Widespread increases in the burned area over the past half-century are evident across the western United States (US) despite decreases in the number of ignitions (Bowman et al., 2020;Keeley & Syphard, 2019). Several factors are suspected to have contributed to long-term increases in fire activity including the legacy of aggressive and successful fire suppression that has increased aboveground biomass (Rogers et al., 2020), increased human settlement in fire prone lands (Syphard et al., 2007), and climate change that increases fuel dryness and extends the fire season length (e.g., Abatzoglou & Williams, 2016). Extreme wildfires often occur during fire weather extremes (Stavros et al., 2014).
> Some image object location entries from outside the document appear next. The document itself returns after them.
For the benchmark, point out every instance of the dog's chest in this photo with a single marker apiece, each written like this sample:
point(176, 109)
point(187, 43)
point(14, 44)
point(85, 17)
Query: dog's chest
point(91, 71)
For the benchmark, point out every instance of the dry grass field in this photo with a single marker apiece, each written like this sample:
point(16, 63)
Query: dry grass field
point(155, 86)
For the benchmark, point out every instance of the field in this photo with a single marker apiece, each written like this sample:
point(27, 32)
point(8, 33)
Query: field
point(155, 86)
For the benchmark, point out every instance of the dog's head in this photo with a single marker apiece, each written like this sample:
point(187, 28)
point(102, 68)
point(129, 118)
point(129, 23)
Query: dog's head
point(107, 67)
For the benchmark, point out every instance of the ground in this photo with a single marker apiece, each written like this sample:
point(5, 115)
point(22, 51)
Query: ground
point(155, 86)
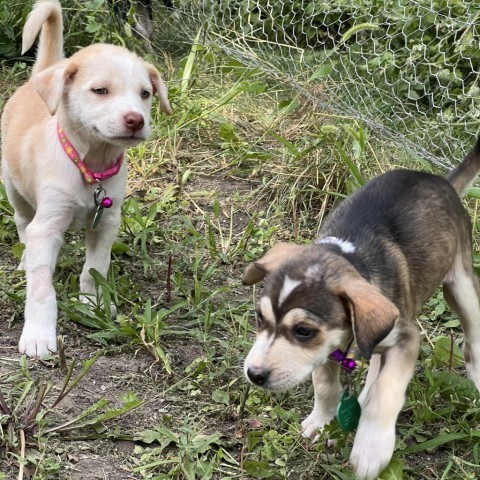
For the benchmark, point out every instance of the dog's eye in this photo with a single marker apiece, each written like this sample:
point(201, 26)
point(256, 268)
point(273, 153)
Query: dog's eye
point(303, 333)
point(100, 90)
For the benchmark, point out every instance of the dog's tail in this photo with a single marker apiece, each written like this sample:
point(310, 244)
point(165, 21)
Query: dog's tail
point(47, 16)
point(463, 175)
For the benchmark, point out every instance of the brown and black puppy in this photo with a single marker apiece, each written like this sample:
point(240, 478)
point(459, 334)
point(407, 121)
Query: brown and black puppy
point(379, 256)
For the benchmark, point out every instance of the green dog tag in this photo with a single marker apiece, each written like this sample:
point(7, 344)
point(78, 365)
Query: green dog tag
point(348, 411)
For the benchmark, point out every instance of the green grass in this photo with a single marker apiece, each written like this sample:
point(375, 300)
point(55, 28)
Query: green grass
point(243, 162)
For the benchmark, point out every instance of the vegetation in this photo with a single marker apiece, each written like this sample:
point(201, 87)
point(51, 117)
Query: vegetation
point(158, 392)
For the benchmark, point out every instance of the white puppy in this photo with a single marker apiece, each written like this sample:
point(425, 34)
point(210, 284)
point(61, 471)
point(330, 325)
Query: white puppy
point(64, 134)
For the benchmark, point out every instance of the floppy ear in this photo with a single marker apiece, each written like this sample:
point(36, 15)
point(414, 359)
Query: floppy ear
point(373, 315)
point(159, 88)
point(273, 259)
point(52, 82)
This is particularly true in autumn in California and the Pacific Northwest US as a byproduct of chronically dry fuels prior to the onset of the rain season, which creates a flammable landscape, and strong offshore, downslope winds that drive rapid rates of fire spread (Nauslar et al., 2018;Williams et al., 2019). For example, the 2020 Labor Day fires in western Oregon spread rapidly under conditions of near record downslope winds and near record-breaking fire weather (Abatzoglou, Rupp, et al., 2021).Studies have documented increases in autumn fire weather indices and the number of high fire danger days over the past four decades in California (e.g., Goss et al., 2020;Khorshidi et al., 2020). While such changes are consistent with anthropogenic climate change (ACC), statistically rare wind-driven fire weather extremes that have been linked with recent catastrophic fires present a potentially more tenuous link to human-caused climate change given they are a function of both thermodynamic and dynamic elements (National Academy of Sciences, 2016).